妄想美術館

4月に始めた美術館の監視員のバイト。
初めてということでやる気を出し、シフトをどんどん入れてしまったがために、連日のように入っている。
それはそれで楽しいのでいいのだが、お客様を眺めながら、こんな美術館あったらいいな〜と妄想膨らませるときがある。
因みに、勤務している美術館は新しく、個人的にとっても好きな美術館なので、文句があるわけではない。

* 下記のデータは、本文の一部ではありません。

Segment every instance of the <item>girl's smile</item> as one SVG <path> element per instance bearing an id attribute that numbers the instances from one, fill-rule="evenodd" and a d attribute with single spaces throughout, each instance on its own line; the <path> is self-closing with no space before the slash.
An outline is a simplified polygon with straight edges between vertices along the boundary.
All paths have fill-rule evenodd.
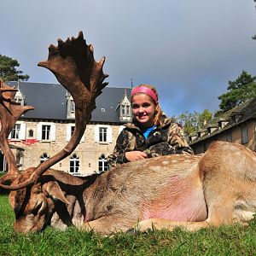
<path id="1" fill-rule="evenodd" d="M 142 93 L 132 97 L 132 113 L 143 128 L 152 127 L 154 119 L 155 104 L 147 94 Z"/>

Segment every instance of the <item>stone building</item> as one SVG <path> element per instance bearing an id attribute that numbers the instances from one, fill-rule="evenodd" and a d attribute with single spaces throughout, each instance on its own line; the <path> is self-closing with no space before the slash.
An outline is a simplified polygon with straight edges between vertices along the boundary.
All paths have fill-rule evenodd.
<path id="1" fill-rule="evenodd" d="M 36 166 L 61 151 L 74 130 L 75 106 L 71 95 L 61 85 L 8 82 L 19 92 L 15 100 L 35 108 L 16 122 L 9 134 L 12 151 L 20 170 Z M 123 125 L 131 119 L 131 88 L 107 87 L 97 97 L 79 145 L 54 169 L 84 176 L 108 170 L 107 156 L 112 153 Z M 0 168 L 6 171 L 4 156 Z"/>
<path id="2" fill-rule="evenodd" d="M 256 98 L 224 113 L 189 135 L 189 145 L 195 154 L 205 152 L 217 140 L 242 144 L 256 151 Z"/>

むしろここで働けてすごく嬉しいですと思っている。

どんな美術館を妄想しているかというと、壁が可変で、スイッチでゴゴゴゴゴ…と壁が下にずれたり上に上がったりする建物である。
もしくは、逆に床が上がったり下がったりか。
妄想的には前者の方が、バットマンの秘密の部屋っぽくてかっこよさげなので好みである。

なぜこの美術館を妄想したかというと、車椅子のお客様を見て、こんな美術館あったらいいのになと思ったのだ。
美術館で飾られる絵は、平均的な大人の身長をベースに設置されている。
そうなると、車椅子に座って見るには高すぎるのだ。
子どもにとっても高いのだが、子どもはまだ親が抱っこするという選択肢がある。
でも車椅子に座ってる人の多くにはその選択肢がない。

週に何回か、絵や説明パネルが低い位置にある日を設定して、車椅子の方、子どもなど、低い位置が丁度いい人たち優先に鑑賞してもらったらいいんじゃないかなと思ったのだ。
一般的な大人の場合でも、もしかしたら低い位置にあることで新たな視線が生まれて面白いかもしれない。

施設の造りとして難易度が高そうだが、そんな妄想をしながら立っていたのだった。